# Sigma 40 range report



## Deltaboy1984 (Jun 1, 2008)

Fired 30 rounds at 2 coke cans then a 1 gallon paint bucket at 20 feet. I missed first 2 rounds shot high then the other 28 hit home.


----------



## jeb21 (Jun 10, 2008)

A good start


----------



## Deltaboy1984 (Jun 1, 2008)

Took it my CCW class and shot 244/250 :smt1099


----------



## DevilsJohnson (Oct 21, 2007)

for a cheap little gun that a lot of people don't like they sure shoot pretty nice don't they?:mrgreen: I replaces the striker spring with a Wolff spring (I think I got three of them for like eight bucks+shipping) and that lightened the pull a little but you can dry fire the crap out of them (The manual says you can anyway) and they will calm down some in time also.
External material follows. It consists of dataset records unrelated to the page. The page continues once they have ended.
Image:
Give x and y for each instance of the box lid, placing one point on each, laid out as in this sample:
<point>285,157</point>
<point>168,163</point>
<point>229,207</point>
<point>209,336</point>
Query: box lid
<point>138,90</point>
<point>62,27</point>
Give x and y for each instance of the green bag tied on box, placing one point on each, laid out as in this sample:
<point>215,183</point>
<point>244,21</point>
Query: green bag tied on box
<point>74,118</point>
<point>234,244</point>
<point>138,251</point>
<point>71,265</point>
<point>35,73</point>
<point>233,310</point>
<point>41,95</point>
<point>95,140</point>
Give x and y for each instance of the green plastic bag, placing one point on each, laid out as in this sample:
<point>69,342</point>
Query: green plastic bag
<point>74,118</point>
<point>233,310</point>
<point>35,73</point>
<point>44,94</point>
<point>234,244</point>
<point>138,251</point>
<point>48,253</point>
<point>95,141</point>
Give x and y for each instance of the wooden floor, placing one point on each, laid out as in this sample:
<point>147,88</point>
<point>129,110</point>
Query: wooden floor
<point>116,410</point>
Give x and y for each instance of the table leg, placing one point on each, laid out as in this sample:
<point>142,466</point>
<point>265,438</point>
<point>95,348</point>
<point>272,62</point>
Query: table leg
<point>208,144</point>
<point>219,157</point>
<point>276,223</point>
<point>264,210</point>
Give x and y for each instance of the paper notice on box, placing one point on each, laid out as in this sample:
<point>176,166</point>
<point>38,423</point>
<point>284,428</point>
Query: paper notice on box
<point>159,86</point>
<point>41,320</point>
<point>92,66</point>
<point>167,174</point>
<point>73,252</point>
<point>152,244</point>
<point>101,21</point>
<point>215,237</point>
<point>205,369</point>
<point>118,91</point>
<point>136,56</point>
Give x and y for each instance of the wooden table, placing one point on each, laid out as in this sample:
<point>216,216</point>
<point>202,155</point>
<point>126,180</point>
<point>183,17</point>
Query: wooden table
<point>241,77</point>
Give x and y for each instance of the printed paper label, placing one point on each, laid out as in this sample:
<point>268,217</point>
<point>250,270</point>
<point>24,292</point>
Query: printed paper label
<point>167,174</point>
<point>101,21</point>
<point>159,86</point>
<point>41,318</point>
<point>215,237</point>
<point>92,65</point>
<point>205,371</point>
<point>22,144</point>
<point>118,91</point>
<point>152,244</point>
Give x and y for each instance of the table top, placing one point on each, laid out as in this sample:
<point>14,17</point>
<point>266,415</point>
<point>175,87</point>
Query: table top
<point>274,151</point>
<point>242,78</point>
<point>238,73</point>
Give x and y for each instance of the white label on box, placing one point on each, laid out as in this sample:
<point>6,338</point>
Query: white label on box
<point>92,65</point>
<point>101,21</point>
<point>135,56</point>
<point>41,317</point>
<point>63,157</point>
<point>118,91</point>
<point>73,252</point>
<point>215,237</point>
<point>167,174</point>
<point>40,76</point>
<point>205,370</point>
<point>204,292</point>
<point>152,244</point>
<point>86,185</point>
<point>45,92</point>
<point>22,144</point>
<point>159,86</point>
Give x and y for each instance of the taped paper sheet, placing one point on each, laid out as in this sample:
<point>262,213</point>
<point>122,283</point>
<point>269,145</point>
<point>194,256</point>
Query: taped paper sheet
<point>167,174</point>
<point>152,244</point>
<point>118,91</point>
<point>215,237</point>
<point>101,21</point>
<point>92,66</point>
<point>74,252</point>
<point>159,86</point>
The trigger was something added by lawyers..Not gunsmiths so I had no issue working mine down some:smt033


----------



## MattB (Aug 30, 2008)

DevilsJohnson said:


> for a cheap little gun that a lot of people don't like they sure shoot pretty nice don't they?:mrgreen: I replaces the striker spring with a Wolff spring (I think I got three of them for like eight bucks+shipping) and that lightened the pull a little but you can dry fire the crap out of them (The manual says you can anyway) and they will calm down some in time also. The trigger was something added by lawyers..Not gunsmiths so I had no issue working mine down some:smt033


The problem with the Wolff springs is that they are known to cause light strikes in the Sigmas. If you're going to use it as a defensive weapon I would recommend against it.

But yes, they are great for the price. For $300 new I'd rather have a Sigma than anything else available new at that price.


----------



## DevilsJohnson (Oct 21, 2007)

3500 rounds on one spring..and I had even cut 3 coils off the spring.

They'll sell you a set of three springs. I figured I'd have to change it after 1500 rounds like I did my Glock 19, it actually worked a lot better. I wasn't just giving advice without knowing what I was saying. doing that about a hand gun could get someone hurt.


----------